Are we going to be organic?

Today we sprayed the allotment with a herbicide with the active ingredient glyphosate.

So does that mean we’re not going to be organic? Well, in the beginning, obviously not. We’re using a chemical to clear the plot. And we may have to use it again to kill pernicious weeds that keep coming back. But we’ll try and use as few chemicals as possible when we’re doing our actual growing.

Could we clear the plot organically? Possibly. We could spend a long, long time digging out every piece of organic matter from the plot. Or we could cover the weeds with something that would exclude the light, which would help to kill the plants. But that would probably take more than a year to do. We want to bring the plot into cultivation sometime this year.

Glyphosate works by being absorbed through the leaves, moving into the roots, and killing the plant from the roots up. When it gets into the soil, it’s broken down by micro-organisms within the soil into less harmful substances until it becomes totally inert. It’s one of the quickest ways of clearing out a whole load of the plants using a herbicide.
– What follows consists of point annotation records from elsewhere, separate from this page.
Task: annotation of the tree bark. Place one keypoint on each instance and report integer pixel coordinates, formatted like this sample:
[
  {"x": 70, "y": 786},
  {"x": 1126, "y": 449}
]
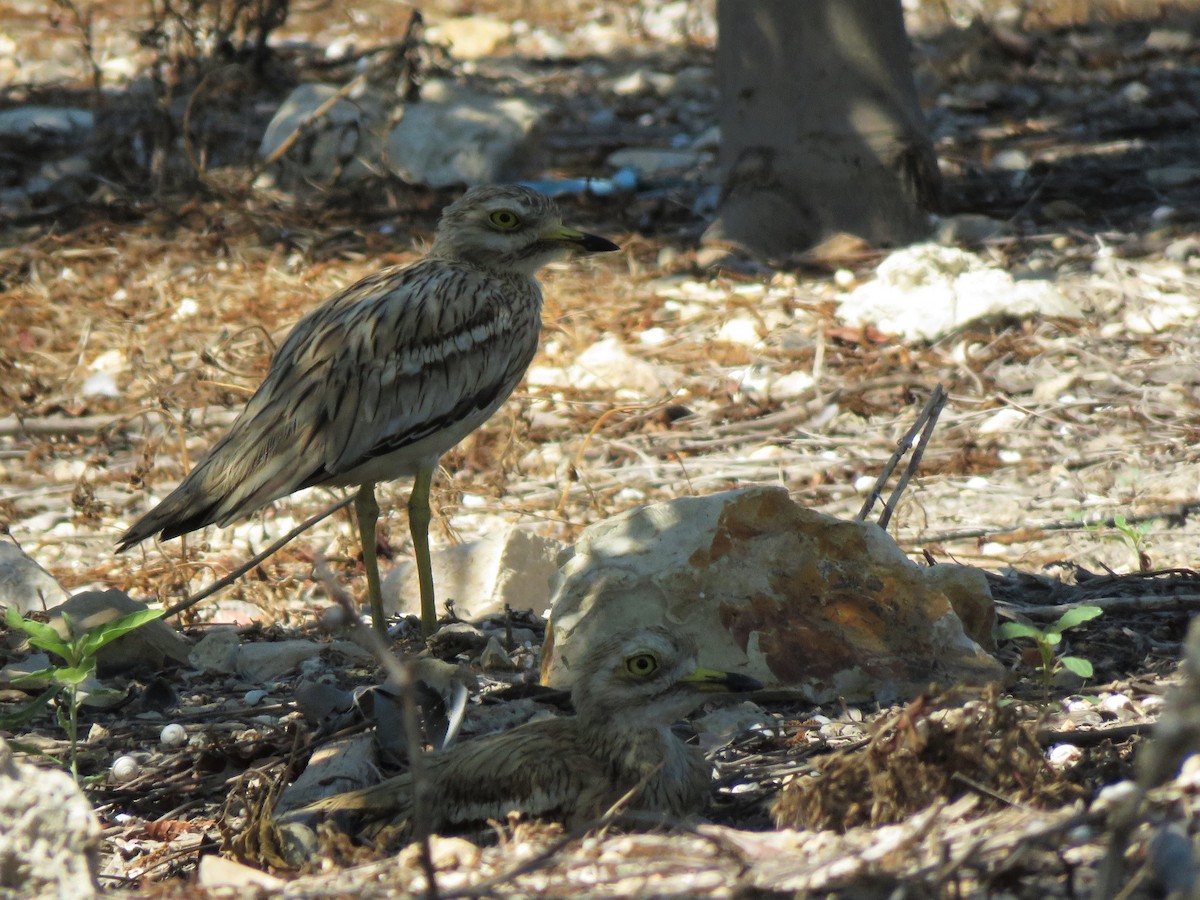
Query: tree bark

We’re using this as an emergency measure to help us clear a plot that has been overgrown for four years or more and get it under cultivation as quickly as possible. Hopefully, we won’t have to use chemicals after this. And we can use other techniques – digging out the weeds and covering the ground – and eventually become as organic as possible.

Green alkanet

I think we have seen the face of our enemy, and know its name to be green alkanet (aka Pentaglottis sempervirens).
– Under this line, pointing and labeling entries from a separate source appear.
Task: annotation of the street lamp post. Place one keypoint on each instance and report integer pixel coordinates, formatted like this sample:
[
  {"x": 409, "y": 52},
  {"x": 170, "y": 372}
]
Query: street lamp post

The whole site, access path, the alleyways running along two sides of our site are dotted with little green alkanet plantlets.

If left, they would turn into a plant about 60cm tall with startling blue flowers reminiscent of forget-me-not blooms. But they don’t have the charm of forget-me-nots and the hairy leaves cause skin irritation.

The plant has long tap roots and can germinate from any piece of root left in the ground. And of course it can also germinate from seed if allowed to get to that stage.

Could it be usefully composted or made into a liquid feed? Probably not as Alys Fowler explains in the Guardian.

Mystery post – solved!


We were very fortunate on our visit to our plot today inthat we met one of our neighbours, Julia. She has been an allotment holder at that site for 30 years and was very welcoming.

She confirmed that our plot has not been cultivated for about four years and was also able to tell us what the post was – the base of a swing.

Apparently, the swing was for the former plot holder’s grandchildren.it had an arm coming out and the swing went round the base.

Who’d have guessed?

In other news, the work that Rodney (The Secret Garden) carried out on the path is paying off. Thanks to his efforts to cut into neglected banks, and even out the surface, accessing our plot has become less terrifying.

We also met another neighbour, who dropped by to check on progress:

More on the mystery posts

A picture of the excavation of the wooden post embedded in concrete

While assessing the shed, we were able to take a few more shots of the mystery post that we’re trying to remove from the allotment.

As previously noted, the three wooden posts are held together with a coach bolt at the top and embedded in concrete at the bottom. There are no other screw holes or marks of anything being fixed to the posts.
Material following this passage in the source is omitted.